Created on Sat Sep 18 09:16:21 2021

@author: userDCPS
"""

# IMPORTANDO DATASET1----------------------------------------------------------

import pandas as pd
import numpy as np

data = pd.read_csv(r"C:\DCPS\Mestrado_DOT\ML ALM\dataset_alm_ecos.txt",
                   delim_whitespace=False)
data.rename(columns = {
    'x':'X',
    'y':'Y',
    'SLOPE_DIR':'ASPECT'
    }, inplace = True)
data.line = data.line.str.replace(' ','')
data = data.sort_values(by='line').reset_index(drop=True)

# Deixando ecos no padrão KGB
data.eco[np.where(data.eco==4)[0]] = 3;
data.eco[np.where(data.eco==1)[0]] = 33;
data.eco[np.where(data.eco==3)[0]] = 11;
data.eco[np.where(data.eco==33)[0]] = 3;
data.eco[np.where(data.eco==11)[0]] = 1;

data = data.drop(np.where(data.eco==0)[0])
data = data.reset_index(drop=True)
# dado já com slope filtrado   
data = data[data.SLOPE < 60]

# Eliminando dados duplicados
print('Qtd de rows originais:',len(data))
duplicateDFRow = data[data.duplicated(subset=['Z','BS','SLOPE','eco'])]
print('Qtd de rows duplicadas:', len(duplicateDFRow))
print('% do dataset filtrado:', np.round(len(duplicateDFRow)/len(data)*100,3))
data.drop(axis=0, index=duplicateDFRow.index, inplace=True)
data = data.reset_index(drop=True)
print('Qtd de rows do novo dataset:',len(data),'\n')
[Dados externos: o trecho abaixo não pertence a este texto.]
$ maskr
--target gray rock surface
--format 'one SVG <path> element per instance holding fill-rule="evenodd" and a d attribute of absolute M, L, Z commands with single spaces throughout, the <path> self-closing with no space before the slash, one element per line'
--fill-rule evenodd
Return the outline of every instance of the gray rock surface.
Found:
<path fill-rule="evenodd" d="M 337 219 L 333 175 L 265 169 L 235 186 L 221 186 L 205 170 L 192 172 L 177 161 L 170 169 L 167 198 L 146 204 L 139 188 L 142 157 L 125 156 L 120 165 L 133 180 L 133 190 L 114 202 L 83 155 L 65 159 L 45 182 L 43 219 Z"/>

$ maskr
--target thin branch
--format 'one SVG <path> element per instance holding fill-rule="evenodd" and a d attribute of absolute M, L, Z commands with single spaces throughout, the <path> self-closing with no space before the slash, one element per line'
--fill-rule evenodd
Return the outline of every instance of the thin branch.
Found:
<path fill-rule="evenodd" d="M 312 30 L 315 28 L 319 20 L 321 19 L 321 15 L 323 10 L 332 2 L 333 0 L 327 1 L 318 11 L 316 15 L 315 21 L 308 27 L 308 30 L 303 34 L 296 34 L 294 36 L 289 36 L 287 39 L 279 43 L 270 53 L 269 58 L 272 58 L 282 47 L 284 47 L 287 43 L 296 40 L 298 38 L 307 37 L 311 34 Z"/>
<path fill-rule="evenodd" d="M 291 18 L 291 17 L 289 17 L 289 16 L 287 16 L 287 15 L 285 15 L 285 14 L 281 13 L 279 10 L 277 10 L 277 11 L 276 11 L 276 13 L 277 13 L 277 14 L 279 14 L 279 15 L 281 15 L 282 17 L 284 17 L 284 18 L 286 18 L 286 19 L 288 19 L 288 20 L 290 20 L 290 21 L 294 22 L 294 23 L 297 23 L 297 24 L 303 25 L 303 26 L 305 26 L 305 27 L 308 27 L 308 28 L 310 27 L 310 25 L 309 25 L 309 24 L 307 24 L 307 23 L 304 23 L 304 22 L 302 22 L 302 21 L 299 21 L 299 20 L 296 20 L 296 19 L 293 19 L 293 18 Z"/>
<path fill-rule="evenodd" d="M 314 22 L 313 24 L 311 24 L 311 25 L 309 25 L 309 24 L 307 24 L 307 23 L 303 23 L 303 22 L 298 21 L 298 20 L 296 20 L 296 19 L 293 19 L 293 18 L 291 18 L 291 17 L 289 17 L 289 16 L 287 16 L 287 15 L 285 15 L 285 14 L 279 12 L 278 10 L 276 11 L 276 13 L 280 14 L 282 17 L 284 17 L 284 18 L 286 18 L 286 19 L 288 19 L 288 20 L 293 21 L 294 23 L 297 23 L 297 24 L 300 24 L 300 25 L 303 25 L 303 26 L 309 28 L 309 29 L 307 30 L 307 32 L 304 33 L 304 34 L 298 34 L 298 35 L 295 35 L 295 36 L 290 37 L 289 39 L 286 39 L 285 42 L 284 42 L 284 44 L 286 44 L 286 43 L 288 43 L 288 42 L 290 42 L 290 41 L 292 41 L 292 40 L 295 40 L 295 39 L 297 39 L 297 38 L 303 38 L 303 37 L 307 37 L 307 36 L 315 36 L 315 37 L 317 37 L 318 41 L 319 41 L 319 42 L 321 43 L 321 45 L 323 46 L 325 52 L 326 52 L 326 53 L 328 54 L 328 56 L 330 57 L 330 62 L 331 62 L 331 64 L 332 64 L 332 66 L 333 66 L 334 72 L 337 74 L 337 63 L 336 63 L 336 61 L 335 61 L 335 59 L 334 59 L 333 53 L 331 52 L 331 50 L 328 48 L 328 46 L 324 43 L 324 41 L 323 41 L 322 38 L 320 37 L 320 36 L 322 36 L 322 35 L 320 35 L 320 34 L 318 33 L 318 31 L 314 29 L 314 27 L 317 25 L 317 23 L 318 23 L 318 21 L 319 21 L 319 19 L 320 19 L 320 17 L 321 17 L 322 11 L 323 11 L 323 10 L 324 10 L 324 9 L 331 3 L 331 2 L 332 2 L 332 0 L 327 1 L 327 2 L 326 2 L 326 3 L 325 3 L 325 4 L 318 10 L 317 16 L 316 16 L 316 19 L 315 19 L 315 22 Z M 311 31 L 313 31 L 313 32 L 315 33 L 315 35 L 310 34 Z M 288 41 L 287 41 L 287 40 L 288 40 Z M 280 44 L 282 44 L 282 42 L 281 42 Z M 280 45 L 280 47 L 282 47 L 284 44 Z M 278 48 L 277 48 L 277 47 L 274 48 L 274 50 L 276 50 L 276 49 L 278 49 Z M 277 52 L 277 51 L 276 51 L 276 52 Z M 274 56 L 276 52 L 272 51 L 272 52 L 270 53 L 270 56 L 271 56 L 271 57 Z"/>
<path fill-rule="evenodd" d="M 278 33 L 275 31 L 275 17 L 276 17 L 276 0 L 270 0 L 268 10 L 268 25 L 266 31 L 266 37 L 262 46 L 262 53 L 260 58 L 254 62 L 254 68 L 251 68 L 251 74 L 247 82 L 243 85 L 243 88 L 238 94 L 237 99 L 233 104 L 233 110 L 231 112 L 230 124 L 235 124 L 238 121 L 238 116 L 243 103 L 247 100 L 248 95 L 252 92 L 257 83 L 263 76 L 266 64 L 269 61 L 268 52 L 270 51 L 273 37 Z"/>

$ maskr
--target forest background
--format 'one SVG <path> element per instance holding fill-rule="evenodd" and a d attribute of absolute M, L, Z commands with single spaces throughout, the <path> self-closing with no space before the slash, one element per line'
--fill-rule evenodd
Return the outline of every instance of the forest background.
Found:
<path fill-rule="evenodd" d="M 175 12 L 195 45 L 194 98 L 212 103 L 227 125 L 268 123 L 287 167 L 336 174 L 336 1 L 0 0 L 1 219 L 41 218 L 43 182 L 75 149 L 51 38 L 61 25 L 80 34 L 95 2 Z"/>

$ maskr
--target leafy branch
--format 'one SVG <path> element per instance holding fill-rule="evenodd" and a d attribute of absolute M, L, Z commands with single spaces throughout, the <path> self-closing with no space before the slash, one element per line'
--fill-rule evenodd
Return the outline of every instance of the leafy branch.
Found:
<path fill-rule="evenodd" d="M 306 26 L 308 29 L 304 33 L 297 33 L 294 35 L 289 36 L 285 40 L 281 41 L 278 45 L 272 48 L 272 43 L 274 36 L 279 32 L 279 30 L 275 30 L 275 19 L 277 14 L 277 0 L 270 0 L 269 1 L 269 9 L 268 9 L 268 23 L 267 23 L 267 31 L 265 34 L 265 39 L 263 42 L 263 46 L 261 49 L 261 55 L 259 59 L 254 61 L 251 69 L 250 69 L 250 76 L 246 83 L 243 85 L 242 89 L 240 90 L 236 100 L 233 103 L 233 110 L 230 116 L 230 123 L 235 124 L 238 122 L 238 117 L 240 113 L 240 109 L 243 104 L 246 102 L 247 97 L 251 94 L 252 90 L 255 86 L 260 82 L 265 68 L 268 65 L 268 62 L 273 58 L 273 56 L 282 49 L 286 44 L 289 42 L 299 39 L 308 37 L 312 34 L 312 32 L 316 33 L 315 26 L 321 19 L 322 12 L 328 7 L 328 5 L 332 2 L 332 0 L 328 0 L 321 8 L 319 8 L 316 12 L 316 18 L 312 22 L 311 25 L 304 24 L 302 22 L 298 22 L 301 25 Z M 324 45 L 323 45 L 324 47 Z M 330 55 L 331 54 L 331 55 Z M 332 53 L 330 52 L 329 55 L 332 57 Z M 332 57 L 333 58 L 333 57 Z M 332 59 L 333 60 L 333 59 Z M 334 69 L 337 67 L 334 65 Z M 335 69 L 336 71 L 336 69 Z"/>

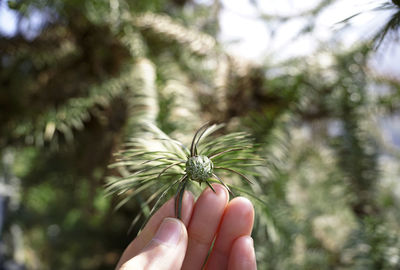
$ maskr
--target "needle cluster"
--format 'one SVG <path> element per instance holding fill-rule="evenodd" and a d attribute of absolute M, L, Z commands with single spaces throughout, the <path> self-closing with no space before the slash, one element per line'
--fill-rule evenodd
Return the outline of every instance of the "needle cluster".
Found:
<path fill-rule="evenodd" d="M 234 195 L 235 185 L 225 183 L 219 172 L 236 174 L 246 183 L 254 175 L 254 166 L 262 159 L 254 153 L 254 145 L 245 132 L 235 132 L 210 136 L 221 130 L 223 125 L 205 124 L 194 134 L 190 148 L 171 139 L 154 126 L 148 126 L 154 136 L 151 140 L 132 139 L 126 149 L 117 154 L 117 162 L 111 167 L 120 169 L 122 177 L 111 179 L 107 190 L 125 198 L 123 205 L 147 189 L 153 190 L 145 200 L 146 206 L 152 205 L 148 217 L 161 206 L 173 191 L 175 196 L 175 214 L 181 218 L 182 199 L 189 184 L 200 187 L 206 183 L 219 182 Z"/>

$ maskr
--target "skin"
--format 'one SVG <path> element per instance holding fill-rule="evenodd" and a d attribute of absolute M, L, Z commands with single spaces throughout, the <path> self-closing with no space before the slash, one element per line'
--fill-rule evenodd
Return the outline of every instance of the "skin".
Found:
<path fill-rule="evenodd" d="M 207 188 L 196 202 L 185 192 L 182 221 L 174 218 L 174 200 L 166 202 L 126 248 L 116 269 L 257 269 L 250 237 L 253 205 L 243 197 L 229 201 L 222 185 L 213 188 L 216 193 Z"/>

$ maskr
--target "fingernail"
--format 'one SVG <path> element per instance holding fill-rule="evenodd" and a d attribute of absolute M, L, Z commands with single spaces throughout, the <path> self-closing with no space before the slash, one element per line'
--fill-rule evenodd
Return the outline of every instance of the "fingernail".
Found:
<path fill-rule="evenodd" d="M 165 218 L 158 229 L 154 240 L 176 246 L 181 237 L 182 225 L 175 218 Z"/>

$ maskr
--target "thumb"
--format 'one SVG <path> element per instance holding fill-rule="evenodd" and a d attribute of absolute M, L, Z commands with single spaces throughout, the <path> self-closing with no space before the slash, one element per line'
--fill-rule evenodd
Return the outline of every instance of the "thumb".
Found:
<path fill-rule="evenodd" d="M 187 247 L 185 225 L 176 218 L 165 218 L 150 243 L 121 269 L 181 269 Z"/>

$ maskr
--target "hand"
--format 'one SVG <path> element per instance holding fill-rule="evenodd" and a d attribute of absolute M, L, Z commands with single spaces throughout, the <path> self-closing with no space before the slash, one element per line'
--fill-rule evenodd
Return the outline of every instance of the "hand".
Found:
<path fill-rule="evenodd" d="M 254 209 L 237 197 L 228 203 L 227 190 L 213 185 L 194 202 L 190 192 L 182 201 L 182 221 L 174 217 L 174 199 L 166 202 L 129 244 L 116 269 L 256 269 L 253 240 Z"/>

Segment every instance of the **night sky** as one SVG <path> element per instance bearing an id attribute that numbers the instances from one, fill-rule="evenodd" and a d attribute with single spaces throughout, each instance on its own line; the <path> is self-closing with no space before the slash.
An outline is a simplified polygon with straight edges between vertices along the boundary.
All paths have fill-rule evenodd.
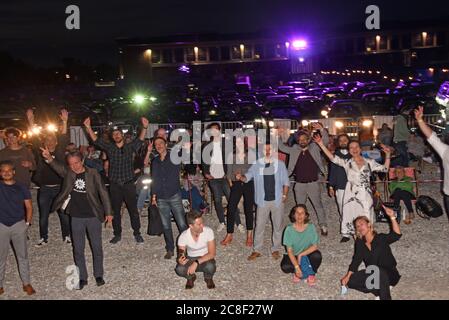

print('% of Echo 1:',np.round((len(np.where(data.eco==1)[0])/len(data))*100,3))
print('% of Echo 2:',np.round((len(np.where(data.eco==2)[0])/len(data))*100,3))
print('% of Echo 3:',np.round((len(np.where(data.eco==3)[0])/len(data))*100,3),'\n')
del duplicateDFRow


# XGB STRESS TEST (a) methodology----------------------------------------------

from xgboost import XGBClassifier
from sklearn.preprocessing import StandardScaler
from sklearn.pipeline import Pipeline
from tqdm import tqdm
from sklearn.model_selection import train_test_split
from sklearn import metrics
import warnings
warnings.filterwarnings('ignore')

# Estabelecimento e separação das features e target.
features = ['BS','Z','SLOPE','distOUTFALL','distGLACIER','ASPECT']
target = ['eco']
X = data[features]
y = data[target]
    
accu_a=[]

for i in tqdm(range(1,1000,1)):
  
    train_size=i/1000
    X_train, X_valid, y_train, y_valid = train_test_split(X, y, random_state=0,
                                                            train_size=train_size, 
                                                            stratify=y.eco)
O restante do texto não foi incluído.